Spieth und Fischer wollen noch in diesem Jahr eine Straußenfarm eröffnen. Ihre Ausführungen zu jenem Projekt aber gehen in der "Marktschreierei" eines Korbflechters unter, der seine Ware nicht nur lautstark, sondern auch mit ausschweifenden Gesten anzupreisen versucht.

Bereits am frühen Vormittag wird deutlich, dass Spieth und Fischer nicht die Einzigen sind, die vorwiegend der Atmosphäre und weniger der Schnäppchen wegen nach Santa Maria kommen, denn die Bars, Restaurants und Kneipen, die den Marktplatz säumen, platzen aus allen Nähten. Tapas, Pinchos, Platos combinados und allerlei Alkoholika werden von Kellnern im schwarzen Gilet nach draußen getragen, wo Heizstrahler die Winterkälte vergessen lassen.

Inmitten der großen Plaça führen, akkurat wie auf einem Reißbrett, Gänge zwischen den zahlreichen, mit viel Ware bestückten Ständen hindurch. Ein jeder Standbesitzer scheint den anderen übertrumpfen zu wollen, so überladen sind die Auslagen mit Socken, Ledertaschen, Jeans, Pullovern, T-Shirts, Unterwäsche und Schuhen. Der Gang über den "Mercado" gleicht einem Slalom-Parcours. Frauen mit prall gefüllten Einkaufstaschen nehmen den Großteil des Platzes, der zwischen den Ständen ohnehin begrenzt ist, ein.

Hat man sich durchs Textilparadies gekämpft, das bestimmt drei Viertel des Marktes ausmacht und in dem Leder oder zumindest etwas, das es zu sein vorgibt, dominiert, gelangt man zu den kulinarischen Köstlichkeiten. Würste soweit das Auge reicht, Sobrassada in allen Varianten, Formen und Größen, dazwischen Fleisch, vor allem aber Obst und Gemüse, beherrschen die Auslagen. Die Lockrufe der Standbesitzer durchdringen das allgemeine Gemurmel, das unter den Markisen herrscht. Überhaupt scheint der Markt nicht nur ein Ort zum Einkaufen, sondern auch zum sozialen Austausch zu sein.

"Treten Sie näher, junge Dame, bestaunen Sie die Prinzessin der Küche", schallt es aus dem Mund von Zsolti Karika. Der gebürtige Ungar preist sein Werkzeug, eben jene "Prinzessin" an, mit Hilfe derer dem Hobbykoch im Umgang mit Gemüse so ziemlich alles gelingen soll. 60.000 Stück der orangefarbenen Königstochter aus Plastik will Karika nach eigenen Angaben in Santa Maria bereits verkauft haben.
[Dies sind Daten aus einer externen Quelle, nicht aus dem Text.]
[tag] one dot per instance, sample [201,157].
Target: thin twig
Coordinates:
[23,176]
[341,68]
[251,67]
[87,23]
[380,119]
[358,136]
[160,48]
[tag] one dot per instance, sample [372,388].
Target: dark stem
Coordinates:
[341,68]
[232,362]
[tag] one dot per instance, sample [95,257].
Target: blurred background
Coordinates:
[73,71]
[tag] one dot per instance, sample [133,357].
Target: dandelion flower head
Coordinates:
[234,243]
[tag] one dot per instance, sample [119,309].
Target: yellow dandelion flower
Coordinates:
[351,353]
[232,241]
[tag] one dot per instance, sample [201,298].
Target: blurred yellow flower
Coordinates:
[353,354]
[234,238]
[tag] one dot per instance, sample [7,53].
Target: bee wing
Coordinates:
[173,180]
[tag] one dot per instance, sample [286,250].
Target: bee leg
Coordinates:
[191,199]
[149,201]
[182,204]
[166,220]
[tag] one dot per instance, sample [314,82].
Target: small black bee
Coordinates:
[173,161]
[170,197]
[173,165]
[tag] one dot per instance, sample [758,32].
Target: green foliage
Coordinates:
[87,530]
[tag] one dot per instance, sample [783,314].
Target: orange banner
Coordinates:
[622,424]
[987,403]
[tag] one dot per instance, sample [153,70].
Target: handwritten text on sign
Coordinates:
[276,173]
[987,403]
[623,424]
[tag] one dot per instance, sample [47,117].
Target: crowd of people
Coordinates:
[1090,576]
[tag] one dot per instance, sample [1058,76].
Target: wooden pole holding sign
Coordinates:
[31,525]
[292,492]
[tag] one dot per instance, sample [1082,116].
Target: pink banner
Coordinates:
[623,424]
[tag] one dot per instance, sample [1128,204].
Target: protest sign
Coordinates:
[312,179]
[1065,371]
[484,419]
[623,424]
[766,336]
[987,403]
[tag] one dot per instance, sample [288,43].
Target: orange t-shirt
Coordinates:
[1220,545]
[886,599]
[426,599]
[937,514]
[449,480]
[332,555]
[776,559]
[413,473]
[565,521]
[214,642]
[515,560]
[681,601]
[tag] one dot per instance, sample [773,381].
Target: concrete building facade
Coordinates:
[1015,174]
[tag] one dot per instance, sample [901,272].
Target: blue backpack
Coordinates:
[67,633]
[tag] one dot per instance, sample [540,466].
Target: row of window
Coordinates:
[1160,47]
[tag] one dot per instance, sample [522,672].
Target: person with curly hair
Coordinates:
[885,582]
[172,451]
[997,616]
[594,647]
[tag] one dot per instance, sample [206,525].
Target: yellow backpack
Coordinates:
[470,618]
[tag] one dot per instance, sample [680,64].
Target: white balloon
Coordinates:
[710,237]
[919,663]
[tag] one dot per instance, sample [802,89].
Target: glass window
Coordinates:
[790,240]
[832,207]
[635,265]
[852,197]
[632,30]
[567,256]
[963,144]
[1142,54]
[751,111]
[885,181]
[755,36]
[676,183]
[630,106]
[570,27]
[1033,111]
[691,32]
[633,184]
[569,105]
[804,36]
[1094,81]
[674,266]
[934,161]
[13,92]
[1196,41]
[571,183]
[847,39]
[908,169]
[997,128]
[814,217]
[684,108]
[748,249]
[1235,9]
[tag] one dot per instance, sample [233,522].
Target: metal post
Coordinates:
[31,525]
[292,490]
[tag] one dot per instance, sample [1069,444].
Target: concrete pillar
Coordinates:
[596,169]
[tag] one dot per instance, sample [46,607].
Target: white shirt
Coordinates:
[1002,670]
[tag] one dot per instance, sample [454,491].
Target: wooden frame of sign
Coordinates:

Lucrecia, eine junge Frau aus Palma, die der charmante Verkäufer an seinen Stand gelockt hat, will ihm das trotz seiner Schmeicheleien nicht abnehmen, bestaunt aber dennoch mit großen Augen seine "Gemüse-Kunst."

"Sind die auch wirklich ganz reif?", fragt am Stand nebenan ein älterer Herr in roter Jacke eine Verkäuferin, während er prüfend auf den Mangos herumdrückt. "Maduro y fresquísimo", also "reif und superfrisch" antwortet die Frau mit dem pechschwarzen Haar. Kommunikation wird eben großgeschrieben auf dem Markt.

Wer gegen Mittag seinen "Café" getrunken und all die Ware, die er braucht oder auch nicht braucht, zusammen hat, macht sich auf den Weg durch die Gassen von Santa Maria in Richtung Hauptstraße. Wenn die Wintersonne tief steht, wird es kühl und schattig rund um die Plaça del Mercado, dann trifft man sich im Ortszentrum auf ein paar Calamares oder Schnecken sowie die ein oder andere "Copa." Schließlich gilt es, sich von einem anstrengenden Markttag zu erholen.